As everyone knows, Kevin Carey has a long essay in The New Republic about Diane Ravitch’s apostasy of the education reform movement, much of it fair and on point. But I’m friendly with Kevin, and I’m friends with Diane, so I was disappointed that, respectful tone aside, Carey nonetheless pursues a vicious attack on Diane’s personal integrity, hinting that her criticism of Joel Klein in particular and school reform in general was sparked by Klein’s decision not to hire her long-time partner. Here’s the key passage:
When [Harold Levy] created a program to train new principals, Ravitch suggested he tap [her partner Mary] Butz to lead it. Butz got the job.
When Klein became schools chancellor, he created a new principal-training program. This time, Butz wasn’t hired, and she left New York City’s Department of Education (DOE) a year later. In the course of reporting this story, I was given e-mails between Ravitch and Klein that had been obtained through the Freedom of Information Act (FOIA). They helped to shed light on what may have happened behind the scenes.

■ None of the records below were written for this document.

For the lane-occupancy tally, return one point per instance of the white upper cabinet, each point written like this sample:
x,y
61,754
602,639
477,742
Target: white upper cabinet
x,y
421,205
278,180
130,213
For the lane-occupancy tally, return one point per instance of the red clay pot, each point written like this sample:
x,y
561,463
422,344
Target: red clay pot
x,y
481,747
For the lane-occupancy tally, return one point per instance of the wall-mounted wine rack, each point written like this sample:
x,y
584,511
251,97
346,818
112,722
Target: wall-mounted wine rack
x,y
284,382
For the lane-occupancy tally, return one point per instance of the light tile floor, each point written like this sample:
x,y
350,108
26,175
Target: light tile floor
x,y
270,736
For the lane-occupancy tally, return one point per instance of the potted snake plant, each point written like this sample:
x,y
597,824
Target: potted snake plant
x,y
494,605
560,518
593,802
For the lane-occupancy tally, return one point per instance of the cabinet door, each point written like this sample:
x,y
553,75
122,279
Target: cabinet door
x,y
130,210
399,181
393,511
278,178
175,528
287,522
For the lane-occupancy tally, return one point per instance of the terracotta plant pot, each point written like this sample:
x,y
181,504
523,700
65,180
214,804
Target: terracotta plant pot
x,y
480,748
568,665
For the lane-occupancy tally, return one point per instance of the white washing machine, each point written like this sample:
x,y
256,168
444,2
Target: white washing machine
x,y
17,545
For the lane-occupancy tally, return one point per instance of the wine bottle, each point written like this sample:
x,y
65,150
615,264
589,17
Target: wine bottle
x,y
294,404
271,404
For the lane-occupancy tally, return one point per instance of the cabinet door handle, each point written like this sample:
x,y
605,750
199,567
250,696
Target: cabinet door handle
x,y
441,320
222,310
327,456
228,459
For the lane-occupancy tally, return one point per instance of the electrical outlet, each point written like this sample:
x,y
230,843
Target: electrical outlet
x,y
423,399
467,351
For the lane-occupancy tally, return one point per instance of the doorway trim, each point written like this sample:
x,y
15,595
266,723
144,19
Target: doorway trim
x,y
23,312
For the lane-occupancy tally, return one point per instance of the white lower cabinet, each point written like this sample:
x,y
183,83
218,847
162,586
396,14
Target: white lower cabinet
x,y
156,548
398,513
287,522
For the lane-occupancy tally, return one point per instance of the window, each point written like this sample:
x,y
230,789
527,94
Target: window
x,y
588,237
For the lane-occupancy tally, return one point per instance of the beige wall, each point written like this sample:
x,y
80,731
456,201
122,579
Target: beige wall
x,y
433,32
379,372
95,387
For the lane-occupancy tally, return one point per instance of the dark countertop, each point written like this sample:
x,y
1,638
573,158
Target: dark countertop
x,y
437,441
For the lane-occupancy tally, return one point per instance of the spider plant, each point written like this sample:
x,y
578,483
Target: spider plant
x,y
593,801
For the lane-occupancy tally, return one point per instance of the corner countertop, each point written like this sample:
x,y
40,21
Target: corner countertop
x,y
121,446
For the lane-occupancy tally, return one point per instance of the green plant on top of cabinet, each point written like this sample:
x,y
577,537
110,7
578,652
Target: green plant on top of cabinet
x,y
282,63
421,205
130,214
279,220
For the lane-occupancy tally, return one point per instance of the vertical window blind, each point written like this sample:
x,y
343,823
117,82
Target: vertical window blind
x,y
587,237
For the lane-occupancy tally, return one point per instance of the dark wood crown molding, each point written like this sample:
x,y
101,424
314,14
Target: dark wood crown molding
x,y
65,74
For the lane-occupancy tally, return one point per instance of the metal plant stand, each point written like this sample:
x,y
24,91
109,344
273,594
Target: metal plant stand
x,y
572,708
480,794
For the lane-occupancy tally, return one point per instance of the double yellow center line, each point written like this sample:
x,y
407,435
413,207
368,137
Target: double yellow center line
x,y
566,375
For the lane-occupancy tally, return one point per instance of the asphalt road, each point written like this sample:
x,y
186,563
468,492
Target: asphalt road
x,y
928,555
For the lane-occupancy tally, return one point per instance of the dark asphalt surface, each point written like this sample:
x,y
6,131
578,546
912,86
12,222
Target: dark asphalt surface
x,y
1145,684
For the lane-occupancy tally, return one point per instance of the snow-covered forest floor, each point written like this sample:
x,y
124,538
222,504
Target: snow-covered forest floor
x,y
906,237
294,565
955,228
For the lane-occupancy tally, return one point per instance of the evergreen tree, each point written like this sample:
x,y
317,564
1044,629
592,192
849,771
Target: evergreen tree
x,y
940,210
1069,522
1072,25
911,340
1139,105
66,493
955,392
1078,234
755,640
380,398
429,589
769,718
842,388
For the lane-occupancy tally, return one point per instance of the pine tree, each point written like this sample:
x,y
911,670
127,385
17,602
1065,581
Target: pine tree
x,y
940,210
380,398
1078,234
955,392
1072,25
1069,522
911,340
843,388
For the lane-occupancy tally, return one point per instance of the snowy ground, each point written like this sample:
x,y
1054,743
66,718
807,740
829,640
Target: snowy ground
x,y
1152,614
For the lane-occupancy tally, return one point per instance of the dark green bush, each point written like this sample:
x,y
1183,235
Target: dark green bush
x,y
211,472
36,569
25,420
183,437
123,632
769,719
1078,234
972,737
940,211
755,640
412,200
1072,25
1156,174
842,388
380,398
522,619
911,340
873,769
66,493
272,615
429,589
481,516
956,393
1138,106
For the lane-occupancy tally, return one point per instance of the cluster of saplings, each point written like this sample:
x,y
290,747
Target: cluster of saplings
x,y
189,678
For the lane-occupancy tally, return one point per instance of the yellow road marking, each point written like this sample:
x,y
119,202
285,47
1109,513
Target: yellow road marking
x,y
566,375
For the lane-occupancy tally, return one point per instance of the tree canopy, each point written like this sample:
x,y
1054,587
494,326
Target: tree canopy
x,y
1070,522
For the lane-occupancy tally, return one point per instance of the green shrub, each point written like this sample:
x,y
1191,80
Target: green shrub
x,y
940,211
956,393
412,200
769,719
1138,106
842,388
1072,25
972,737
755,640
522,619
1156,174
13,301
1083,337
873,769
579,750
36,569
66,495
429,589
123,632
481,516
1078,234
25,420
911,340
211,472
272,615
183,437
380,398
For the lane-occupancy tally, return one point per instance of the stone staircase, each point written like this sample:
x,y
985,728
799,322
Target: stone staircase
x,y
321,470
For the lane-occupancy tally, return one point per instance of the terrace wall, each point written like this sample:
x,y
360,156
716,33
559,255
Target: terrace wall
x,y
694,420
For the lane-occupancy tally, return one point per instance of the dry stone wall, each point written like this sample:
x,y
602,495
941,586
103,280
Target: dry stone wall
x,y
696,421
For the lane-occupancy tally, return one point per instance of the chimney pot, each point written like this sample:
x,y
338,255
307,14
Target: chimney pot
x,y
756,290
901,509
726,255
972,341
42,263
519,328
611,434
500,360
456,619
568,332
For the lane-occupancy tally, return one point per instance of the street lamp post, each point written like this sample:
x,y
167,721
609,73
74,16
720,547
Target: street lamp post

In November 2002, The New York Times published an editorial calling for Klein to “give potential principals access to a sophisticated training program.” Ravitch sent a testy e-mail to the Times editorial-page editor, Gail Collins, noting that Butz was already running a principal training program: “Those who have struggled to make it happen deserve recognition for their successes; today’s editorial suggests that they don’t even exist.” Ravitch then forwarded the e-mail, which did not identify Butz as anything other than a department employee, to Klein. “Perhaps in the future,” she wrote, “if you talked about what the Department is presently doing to help inexperienced principals, more people in the press would know about it.”
Over the next two months, Klein and Ravitch exchanged a series of e-mails. Their contents were almost entirely redacted by the department when it responded to the FOIA request. But several people who worked for the department at the time, including one who saw the e-mails personally, say Ravitch aggressively lobbied Klein to hire Butz to lead the new program—and reacted with anger when he didn’t.
Ravitch disputes this, saying she did not ask for Butz to be put in charge of the program, was not angry, and only urged Klein to call upon Butz for her deep knowledge and experience. She also told me she was glad Butz was no longer at the New York City DOE, because it had constrained her own ability to criticize the department.
During the course of 2003, Ravitch met with former high-ranking Klein employees who were critical of his administration. And she began to question the Bloomberg administration’s efforts at reform, at first in private, and then very publicly. In early 2004, she went on the offensive. “Joel Klein is not an educator,” she told The New York Times. She also co-authored an anti-Klein op-ed in the Times with UFT President Randi Weingarten, accusing the Bloomberg administration of running schools as if it were “selling toothpaste.”
So what are readers to conclude? That Diane was so aggrieved that the Chancellor scorned her partner that she decided to launch a years-long jeremiad against him?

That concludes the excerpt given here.